La visite de reprise

  • Maladie (jours) : 22
  • Accident du travail (jours) : 9
  • Maladie professionnelle : toute durée
  • Maternité : toute durée
  • Libellé exact du texte : Après une absence pour cause de maladie professionnelle ou d'accident du travail de plus de huit jours, après un congé de maternité, une absence de plus de 3 semaines pour cause de maladie non professionnelle, les salariés doivent passer une visite médicale lors de la reprise du travail.
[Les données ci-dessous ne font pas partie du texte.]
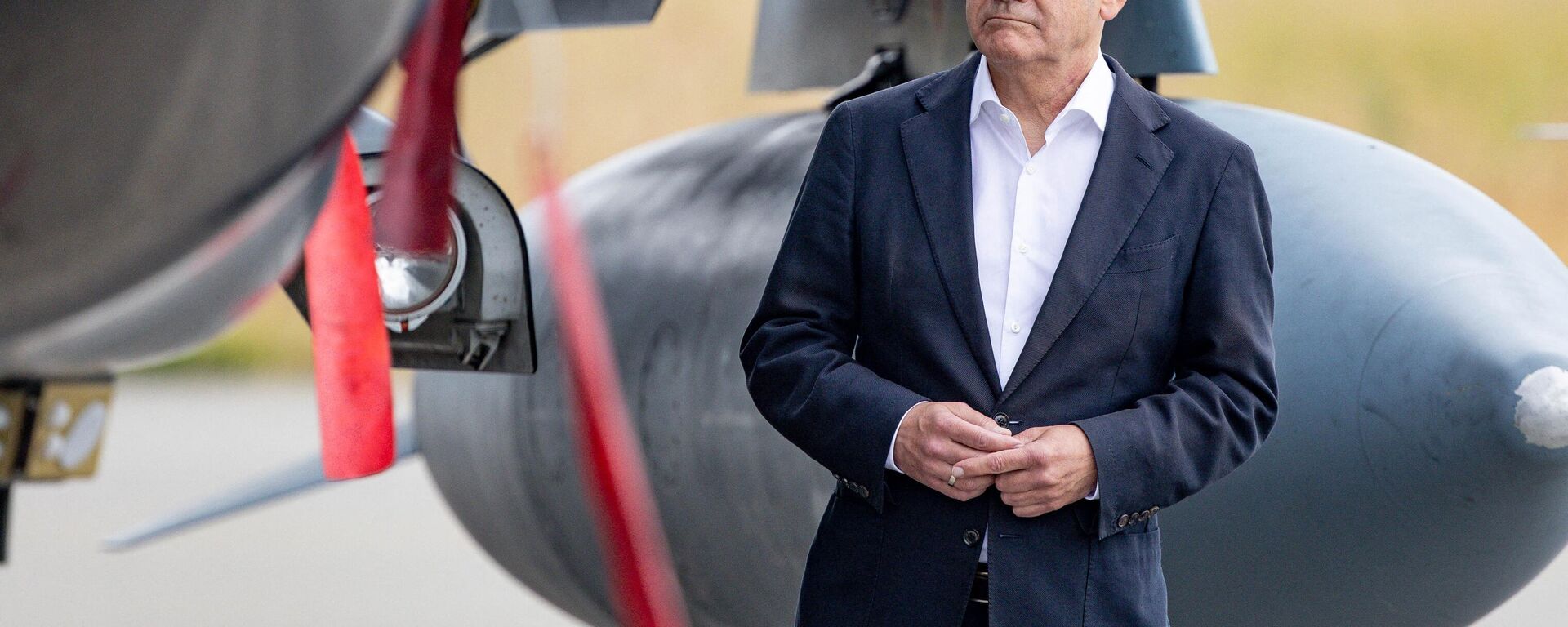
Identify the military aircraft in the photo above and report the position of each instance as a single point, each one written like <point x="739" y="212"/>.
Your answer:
<point x="1416" y="475"/>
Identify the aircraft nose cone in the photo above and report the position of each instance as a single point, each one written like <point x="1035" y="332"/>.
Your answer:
<point x="1468" y="373"/>
<point x="1542" y="412"/>
<point x="1463" y="433"/>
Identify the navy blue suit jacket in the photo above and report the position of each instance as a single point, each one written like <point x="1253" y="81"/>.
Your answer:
<point x="1155" y="339"/>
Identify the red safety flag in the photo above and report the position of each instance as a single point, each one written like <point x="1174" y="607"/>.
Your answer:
<point x="353" y="359"/>
<point x="642" y="577"/>
<point x="417" y="176"/>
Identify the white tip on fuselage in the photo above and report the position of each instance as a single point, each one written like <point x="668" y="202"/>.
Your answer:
<point x="1542" y="412"/>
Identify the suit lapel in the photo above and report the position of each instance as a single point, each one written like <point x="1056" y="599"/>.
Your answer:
<point x="1126" y="173"/>
<point x="937" y="153"/>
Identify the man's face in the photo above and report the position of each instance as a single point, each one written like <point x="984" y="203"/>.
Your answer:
<point x="1032" y="30"/>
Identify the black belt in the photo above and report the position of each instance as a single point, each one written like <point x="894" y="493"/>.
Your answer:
<point x="980" y="591"/>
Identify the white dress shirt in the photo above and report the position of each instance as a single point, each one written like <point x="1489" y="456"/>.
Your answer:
<point x="1024" y="206"/>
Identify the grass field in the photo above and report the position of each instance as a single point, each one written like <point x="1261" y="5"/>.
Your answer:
<point x="1450" y="80"/>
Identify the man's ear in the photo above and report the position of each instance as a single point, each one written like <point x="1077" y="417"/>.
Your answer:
<point x="1111" y="8"/>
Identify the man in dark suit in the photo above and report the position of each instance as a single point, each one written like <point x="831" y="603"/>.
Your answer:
<point x="987" y="474"/>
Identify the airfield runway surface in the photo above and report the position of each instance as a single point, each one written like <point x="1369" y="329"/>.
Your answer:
<point x="380" y="550"/>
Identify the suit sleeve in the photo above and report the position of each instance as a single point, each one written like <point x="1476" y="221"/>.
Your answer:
<point x="797" y="350"/>
<point x="1222" y="402"/>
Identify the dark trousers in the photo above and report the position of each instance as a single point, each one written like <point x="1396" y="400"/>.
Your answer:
<point x="979" y="610"/>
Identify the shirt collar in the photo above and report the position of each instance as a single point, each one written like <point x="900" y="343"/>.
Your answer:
<point x="1094" y="95"/>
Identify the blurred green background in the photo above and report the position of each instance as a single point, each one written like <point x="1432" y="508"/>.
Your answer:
<point x="1450" y="80"/>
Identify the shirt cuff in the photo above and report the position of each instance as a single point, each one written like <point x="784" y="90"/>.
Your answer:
<point x="889" y="465"/>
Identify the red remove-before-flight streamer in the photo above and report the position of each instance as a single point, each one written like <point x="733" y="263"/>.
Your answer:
<point x="642" y="577"/>
<point x="353" y="358"/>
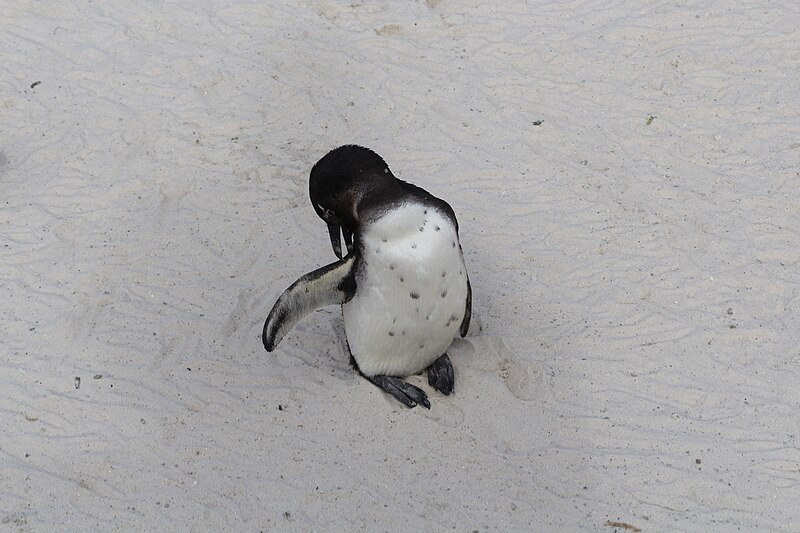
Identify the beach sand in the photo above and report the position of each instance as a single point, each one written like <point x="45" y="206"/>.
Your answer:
<point x="626" y="181"/>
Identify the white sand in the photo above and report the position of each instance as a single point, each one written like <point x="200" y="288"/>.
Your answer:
<point x="634" y="354"/>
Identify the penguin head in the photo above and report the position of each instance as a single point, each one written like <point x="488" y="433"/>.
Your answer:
<point x="338" y="183"/>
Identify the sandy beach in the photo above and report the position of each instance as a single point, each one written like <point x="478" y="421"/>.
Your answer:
<point x="626" y="180"/>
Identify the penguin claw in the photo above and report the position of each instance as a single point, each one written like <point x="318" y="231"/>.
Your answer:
<point x="406" y="393"/>
<point x="440" y="375"/>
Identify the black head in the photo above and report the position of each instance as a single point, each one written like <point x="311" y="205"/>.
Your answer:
<point x="337" y="184"/>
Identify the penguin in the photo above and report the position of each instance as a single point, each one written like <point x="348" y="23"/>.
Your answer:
<point x="402" y="283"/>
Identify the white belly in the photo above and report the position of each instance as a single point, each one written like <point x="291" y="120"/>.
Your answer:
<point x="411" y="293"/>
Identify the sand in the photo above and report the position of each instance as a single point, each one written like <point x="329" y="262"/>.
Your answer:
<point x="626" y="181"/>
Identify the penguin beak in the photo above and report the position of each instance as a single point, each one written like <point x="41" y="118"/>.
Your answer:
<point x="336" y="232"/>
<point x="336" y="239"/>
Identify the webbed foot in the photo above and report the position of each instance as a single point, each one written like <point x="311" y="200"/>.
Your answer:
<point x="440" y="375"/>
<point x="407" y="394"/>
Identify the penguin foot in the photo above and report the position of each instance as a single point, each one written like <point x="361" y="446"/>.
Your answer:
<point x="440" y="375"/>
<point x="407" y="394"/>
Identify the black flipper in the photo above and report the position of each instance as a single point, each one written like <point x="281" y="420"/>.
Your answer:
<point x="329" y="285"/>
<point x="441" y="376"/>
<point x="462" y="330"/>
<point x="406" y="393"/>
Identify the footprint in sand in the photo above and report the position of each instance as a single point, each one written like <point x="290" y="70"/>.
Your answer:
<point x="524" y="379"/>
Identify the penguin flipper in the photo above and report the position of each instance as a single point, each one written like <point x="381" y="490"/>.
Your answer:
<point x="329" y="285"/>
<point x="462" y="330"/>
<point x="441" y="376"/>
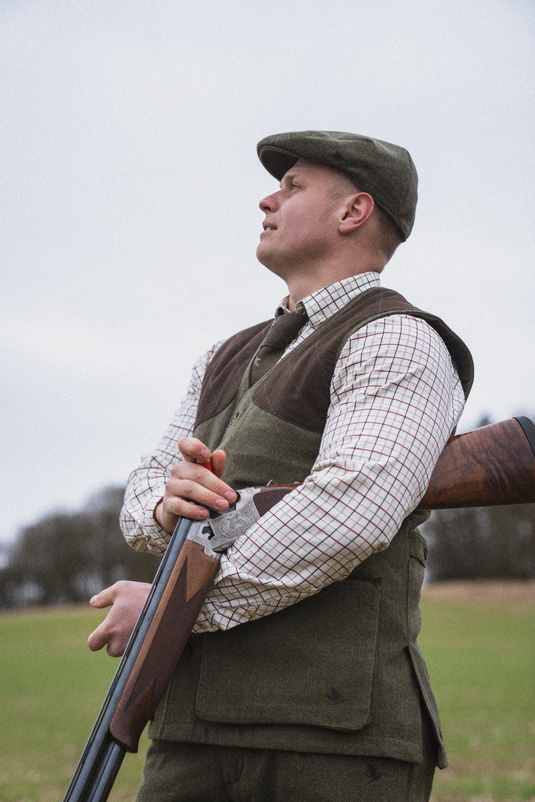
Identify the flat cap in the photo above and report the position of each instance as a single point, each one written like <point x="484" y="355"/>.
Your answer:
<point x="385" y="171"/>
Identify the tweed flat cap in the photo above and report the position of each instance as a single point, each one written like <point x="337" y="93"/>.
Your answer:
<point x="385" y="171"/>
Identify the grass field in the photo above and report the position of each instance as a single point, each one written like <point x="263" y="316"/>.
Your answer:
<point x="481" y="655"/>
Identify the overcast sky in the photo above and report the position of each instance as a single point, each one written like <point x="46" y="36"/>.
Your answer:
<point x="129" y="201"/>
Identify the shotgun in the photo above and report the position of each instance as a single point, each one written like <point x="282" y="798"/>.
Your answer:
<point x="493" y="465"/>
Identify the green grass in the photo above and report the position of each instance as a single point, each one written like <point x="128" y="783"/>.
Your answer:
<point x="481" y="658"/>
<point x="51" y="690"/>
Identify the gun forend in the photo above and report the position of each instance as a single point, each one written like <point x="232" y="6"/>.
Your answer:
<point x="490" y="466"/>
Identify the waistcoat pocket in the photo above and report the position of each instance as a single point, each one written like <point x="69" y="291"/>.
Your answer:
<point x="312" y="663"/>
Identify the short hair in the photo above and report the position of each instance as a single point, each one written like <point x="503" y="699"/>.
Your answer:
<point x="389" y="236"/>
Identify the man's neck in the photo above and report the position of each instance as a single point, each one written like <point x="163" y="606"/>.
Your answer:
<point x="299" y="289"/>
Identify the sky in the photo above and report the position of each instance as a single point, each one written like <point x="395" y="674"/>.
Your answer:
<point x="129" y="198"/>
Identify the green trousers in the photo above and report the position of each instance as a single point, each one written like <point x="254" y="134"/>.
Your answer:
<point x="178" y="772"/>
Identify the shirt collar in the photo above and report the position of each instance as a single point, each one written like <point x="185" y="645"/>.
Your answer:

Source : Partie 2, chapitre III « Santé et sécurité au travail », § 2.1 « Règles générales » (médecine du travail). « Plus de 3 semaines » = à partir du 22e jour ; « plus de 8 jours » = à partir du 9e jour. Seuils plus favorables que le code du travail (30 jours) : par analogie avec Cass. soc. 6 mai 2026 n° 24-13.599 (rendu pour la CCN propreté), la clause conventionnelle s'impose.

Les seuils légaux. Visite de reprise obligatoire après un congé de maternité, un arrêt pour maladie professionnelle quelle que soit sa durée, 30 jours d'arrêt pour accident du travail, 60 jours pour maladie ou accident non professionnel ; organisée par l'employeur le jour de la reprise ou dans les 8 jours (R.4624-31). Un seuil conventionnel plus bas s'impose à l'employeur (Cass. soc. 6 mai 2026, n° 24-13.599).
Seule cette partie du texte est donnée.